As it is it makes instead, citizen, long for the warm embrace of the bed.
In any case the usual suspects turn up.
It is a pleasure to see that the earth embankment that has been built in the previous year is doing well, dumping down the wattle hedge put in place by the BBC initiative but always a problem as a fire invitation. Yet again apart for a largish fire we have been lucky. The wattle underneath is slowly decaying and gently giving way while the top is being colonised by plants communities. eventually it will become a raised embankment and hopefully by the time some kind of fence will delineate the area more open to the public to the one less accessible. Still there have been some minor problems with homeless, poor people, making a sort of camp under the overgrown Buddleia clumps behind the embankment and some prostitution activity during the summer in the same place.
Yet again there has been a lowering of the level of rubbish dumping partly due to our increase clean up operations and partly because fly tipping has subsided a little. But in a place like this you never sure things improve slowly and deteriorate quickly.
All together however the place looked in better shape than have been for some time.
Some fox hunting activity present is always a good sign.
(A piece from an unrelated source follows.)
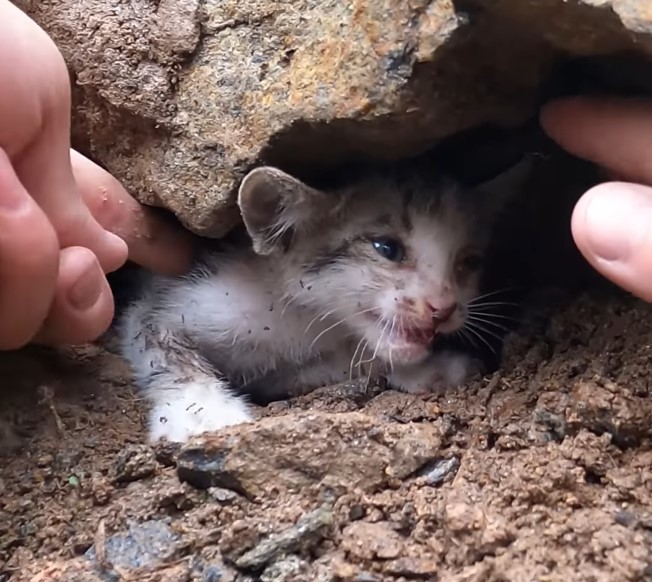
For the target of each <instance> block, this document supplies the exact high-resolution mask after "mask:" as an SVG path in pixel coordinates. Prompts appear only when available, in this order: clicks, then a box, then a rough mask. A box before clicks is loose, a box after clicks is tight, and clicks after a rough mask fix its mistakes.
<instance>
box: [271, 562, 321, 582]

The Oak (Quercus robur) that was planted earlier on in the autumn after the tree-surgeons arbitrarily cut down one of the old elder trees [the details of how the oak has been obtained is contained in the page notes] on the site (of course no sign of any kind tell people that this is part of the park!!) is doing reasonably well ie has not been broken up or chewed by dogs to smithereens and I have great hope for it. It may well be, if it survives, that this wild life corner of the park, will be maybe saved in future years, by this single iconic tree.
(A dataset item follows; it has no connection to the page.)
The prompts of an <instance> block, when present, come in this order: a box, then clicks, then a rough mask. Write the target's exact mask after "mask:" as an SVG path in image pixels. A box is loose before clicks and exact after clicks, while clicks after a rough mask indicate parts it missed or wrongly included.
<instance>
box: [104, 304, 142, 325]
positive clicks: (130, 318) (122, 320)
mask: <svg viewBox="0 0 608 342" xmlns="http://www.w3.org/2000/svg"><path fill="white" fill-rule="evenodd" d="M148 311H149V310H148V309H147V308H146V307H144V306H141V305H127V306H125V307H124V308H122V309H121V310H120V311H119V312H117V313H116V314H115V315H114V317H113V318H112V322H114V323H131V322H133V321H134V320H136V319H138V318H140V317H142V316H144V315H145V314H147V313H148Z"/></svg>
Lets hope that the area will never come to be threaten again but the presence of the oak is one more arrow in the quiver for this most unlikely place survival.
Some rubbish but not much and we did a good cleaning job anyway.
At the end one could even forget that the site has spontaneously evolved upon the ruins of demolished buildings. In fact this is what would happen to cities if they were abandoned. A sobering thought indeed.
So we managed at the end to collect a seizable amount of rubbish. It shows that no matter how much one strives there is always more refuse than the chance of carting it away !!